The pump has isolating valves either side, they are the ones that look like old style taps with the circular turn knob - no idea if they will actually close properly to stop leaking when I get the pump off.
Shut off the supply to the header tank just as a safeguard. Remove the power from the pump, close both valves, put a tray and loads of old towels etc around to catch any leakage. Undo one of the pump connectors - slowly. You will soon know if they have closed fully or not!
If not then do the connector up again - it may still leak a bit - and drain down as you have before until the water level is below the pump, then you can remove it without any worry. Always worth having an extra pair of hands around if you can - just in case you need some assistance.
So I decided to have one more go at this damn thing and I thought I'd managed to fix it but it's still not working as it should.
I've bled again, tied up ballcock and drained the dropfeed rads. Filled via the tank and bled each rad in turn starting downstairs and working my way upstairs including the pump.
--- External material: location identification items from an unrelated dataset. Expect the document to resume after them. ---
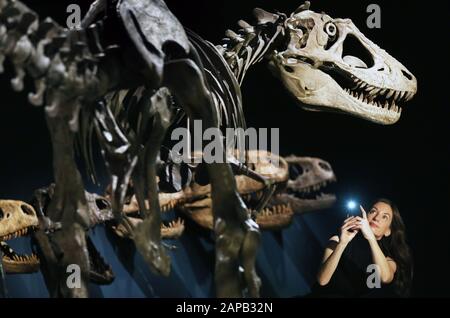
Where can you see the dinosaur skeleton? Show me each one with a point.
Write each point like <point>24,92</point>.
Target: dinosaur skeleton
<point>298,192</point>
<point>74,70</point>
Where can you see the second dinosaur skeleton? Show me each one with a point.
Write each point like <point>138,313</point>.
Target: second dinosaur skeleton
<point>74,70</point>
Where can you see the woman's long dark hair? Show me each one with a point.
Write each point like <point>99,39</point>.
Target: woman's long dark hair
<point>396,247</point>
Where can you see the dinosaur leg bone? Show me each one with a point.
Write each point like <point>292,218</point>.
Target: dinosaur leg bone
<point>232,223</point>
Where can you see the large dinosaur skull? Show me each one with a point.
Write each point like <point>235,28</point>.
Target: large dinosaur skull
<point>17,219</point>
<point>318,68</point>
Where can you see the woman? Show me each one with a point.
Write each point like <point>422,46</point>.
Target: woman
<point>345,270</point>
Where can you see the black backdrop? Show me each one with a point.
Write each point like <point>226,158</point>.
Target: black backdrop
<point>407,162</point>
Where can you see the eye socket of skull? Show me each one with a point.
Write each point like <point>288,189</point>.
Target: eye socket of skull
<point>330,29</point>
<point>27,210</point>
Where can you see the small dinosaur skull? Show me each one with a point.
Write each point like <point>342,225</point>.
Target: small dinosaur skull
<point>319,68</point>
<point>17,219</point>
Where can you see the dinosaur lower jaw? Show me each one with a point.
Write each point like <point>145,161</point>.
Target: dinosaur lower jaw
<point>14,263</point>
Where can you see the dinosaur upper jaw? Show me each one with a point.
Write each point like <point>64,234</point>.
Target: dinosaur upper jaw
<point>329,65</point>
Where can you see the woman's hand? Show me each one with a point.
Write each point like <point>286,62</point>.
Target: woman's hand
<point>364,226</point>
<point>348,230</point>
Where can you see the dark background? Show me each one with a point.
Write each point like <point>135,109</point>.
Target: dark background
<point>407,162</point>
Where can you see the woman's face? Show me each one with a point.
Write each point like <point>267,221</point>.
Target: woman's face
<point>380,219</point>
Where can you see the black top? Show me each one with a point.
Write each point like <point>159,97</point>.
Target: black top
<point>351,275</point>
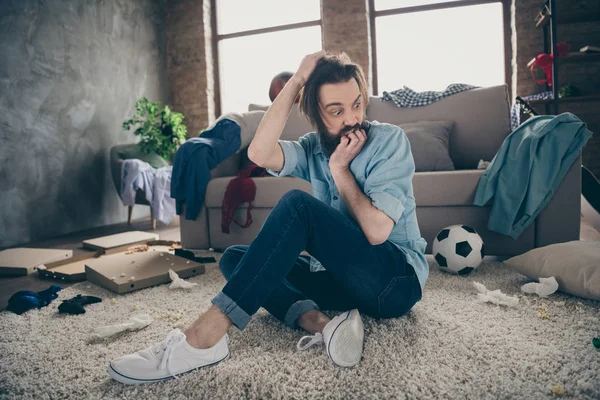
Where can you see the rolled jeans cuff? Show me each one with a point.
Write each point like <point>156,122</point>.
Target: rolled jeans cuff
<point>297,309</point>
<point>238,317</point>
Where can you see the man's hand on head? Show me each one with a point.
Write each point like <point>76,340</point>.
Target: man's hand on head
<point>350,145</point>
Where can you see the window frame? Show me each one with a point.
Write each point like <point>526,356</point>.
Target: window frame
<point>373,14</point>
<point>216,38</point>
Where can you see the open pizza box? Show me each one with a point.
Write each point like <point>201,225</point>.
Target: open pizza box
<point>133,270</point>
<point>71,269</point>
<point>24,261</point>
<point>120,242</point>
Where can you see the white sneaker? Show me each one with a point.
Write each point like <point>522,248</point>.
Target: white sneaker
<point>166,360</point>
<point>343,337</point>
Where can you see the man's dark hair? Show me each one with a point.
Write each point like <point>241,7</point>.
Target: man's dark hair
<point>331,68</point>
<point>277,84</point>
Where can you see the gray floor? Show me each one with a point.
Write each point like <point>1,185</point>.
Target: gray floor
<point>10,285</point>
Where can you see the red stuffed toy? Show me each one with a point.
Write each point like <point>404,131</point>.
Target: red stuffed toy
<point>544,61</point>
<point>240,190</point>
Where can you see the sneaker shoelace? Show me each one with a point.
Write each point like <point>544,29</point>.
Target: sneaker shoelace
<point>173,340</point>
<point>317,338</point>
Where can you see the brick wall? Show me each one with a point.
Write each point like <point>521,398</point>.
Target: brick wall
<point>189,60</point>
<point>585,76</point>
<point>346,28</point>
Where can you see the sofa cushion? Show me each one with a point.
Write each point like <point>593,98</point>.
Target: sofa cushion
<point>481,121</point>
<point>446,188</point>
<point>575,265</point>
<point>429,144</point>
<point>296,126</point>
<point>268,190</point>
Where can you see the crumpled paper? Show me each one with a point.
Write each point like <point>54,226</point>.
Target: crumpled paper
<point>179,283</point>
<point>494,296</point>
<point>545,288</point>
<point>136,322</point>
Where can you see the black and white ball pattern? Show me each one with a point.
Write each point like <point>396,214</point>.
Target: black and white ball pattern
<point>458,249</point>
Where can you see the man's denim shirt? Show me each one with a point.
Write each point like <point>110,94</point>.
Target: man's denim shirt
<point>383,170</point>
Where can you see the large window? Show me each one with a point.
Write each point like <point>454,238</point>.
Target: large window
<point>429,44</point>
<point>258,39</point>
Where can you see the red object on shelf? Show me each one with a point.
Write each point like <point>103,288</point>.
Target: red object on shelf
<point>544,61</point>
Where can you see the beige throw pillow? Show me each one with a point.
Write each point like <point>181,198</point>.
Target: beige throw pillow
<point>575,265</point>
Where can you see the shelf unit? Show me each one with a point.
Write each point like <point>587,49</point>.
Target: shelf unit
<point>548,19</point>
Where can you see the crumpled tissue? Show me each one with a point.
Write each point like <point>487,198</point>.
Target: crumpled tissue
<point>494,296</point>
<point>136,322</point>
<point>179,283</point>
<point>545,288</point>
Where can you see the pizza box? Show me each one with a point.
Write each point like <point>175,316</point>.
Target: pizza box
<point>129,271</point>
<point>24,261</point>
<point>71,270</point>
<point>119,242</point>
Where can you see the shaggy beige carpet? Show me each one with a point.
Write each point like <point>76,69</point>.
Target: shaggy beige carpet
<point>449,346</point>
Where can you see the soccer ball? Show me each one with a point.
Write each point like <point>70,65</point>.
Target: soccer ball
<point>458,249</point>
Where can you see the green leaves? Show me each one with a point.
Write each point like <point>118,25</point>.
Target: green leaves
<point>161,130</point>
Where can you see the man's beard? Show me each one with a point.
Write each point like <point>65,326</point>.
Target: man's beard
<point>329,142</point>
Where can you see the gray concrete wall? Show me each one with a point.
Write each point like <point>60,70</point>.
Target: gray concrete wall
<point>70,73</point>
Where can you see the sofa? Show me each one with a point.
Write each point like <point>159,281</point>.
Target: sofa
<point>481,123</point>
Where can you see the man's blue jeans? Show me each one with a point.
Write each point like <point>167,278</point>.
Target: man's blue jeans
<point>270,273</point>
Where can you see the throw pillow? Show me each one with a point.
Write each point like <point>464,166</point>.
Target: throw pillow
<point>575,265</point>
<point>429,141</point>
<point>133,151</point>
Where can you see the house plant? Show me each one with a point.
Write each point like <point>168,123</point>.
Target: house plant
<point>162,131</point>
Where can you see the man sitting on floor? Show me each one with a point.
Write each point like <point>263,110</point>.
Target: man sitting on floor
<point>360,227</point>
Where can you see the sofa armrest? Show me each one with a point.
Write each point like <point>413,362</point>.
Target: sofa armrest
<point>560,220</point>
<point>228,167</point>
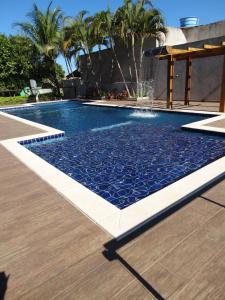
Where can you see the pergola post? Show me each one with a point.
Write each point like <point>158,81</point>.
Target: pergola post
<point>222,96</point>
<point>170,77</point>
<point>188,81</point>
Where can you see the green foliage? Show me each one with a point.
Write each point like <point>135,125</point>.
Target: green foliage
<point>20,61</point>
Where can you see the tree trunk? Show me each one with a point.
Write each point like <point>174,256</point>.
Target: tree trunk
<point>121,71</point>
<point>134,59</point>
<point>141,57</point>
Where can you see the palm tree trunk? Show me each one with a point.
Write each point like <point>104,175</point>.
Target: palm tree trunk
<point>121,71</point>
<point>134,59</point>
<point>67,66</point>
<point>141,56</point>
<point>53,63</point>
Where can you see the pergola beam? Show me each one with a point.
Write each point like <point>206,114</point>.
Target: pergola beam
<point>193,49</point>
<point>188,81</point>
<point>170,78</point>
<point>208,46</point>
<point>176,54</point>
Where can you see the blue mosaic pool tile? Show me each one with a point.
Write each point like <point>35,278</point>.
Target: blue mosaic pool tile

Turned it on with all valves fully open and I got 3x hot rads upstairs and nothing downstairs. The rads downstairs had hot flow pipes and started to warm up a little so I thought it was a balancing issue.
But I've tried turning the rads off upstairs to force the flow through the rads and I can't get them hot.
I've even had the pump off this time and made sure it was rotating and it is/was when I'd got it off.
The problem is still that the temperature at the boiler is too high preventing it from firing and even with the pump running and the boiler not fired up the temperature isn't really reducing that much.
The system is full of inhibitor now so I really don't want to go through another draining process so has anyone any ideas now?
The only thing that hasn't been changed is the pump but with it spinning I thought that meant it was working so I have left that alone.
There's no air in the system, I've bled the rads again and there is no air in the system and there's no air in the pump so I don't see how this can still be an air lock problem.
Before I go out and spend £100+ on a new pump is there anything else I can try?
I've not read this whole thread but try Tracking along as much of the pipe, as you can, with a magnet, if it sticks to the pipe there is magnetite in it which will reduce or stop circulation.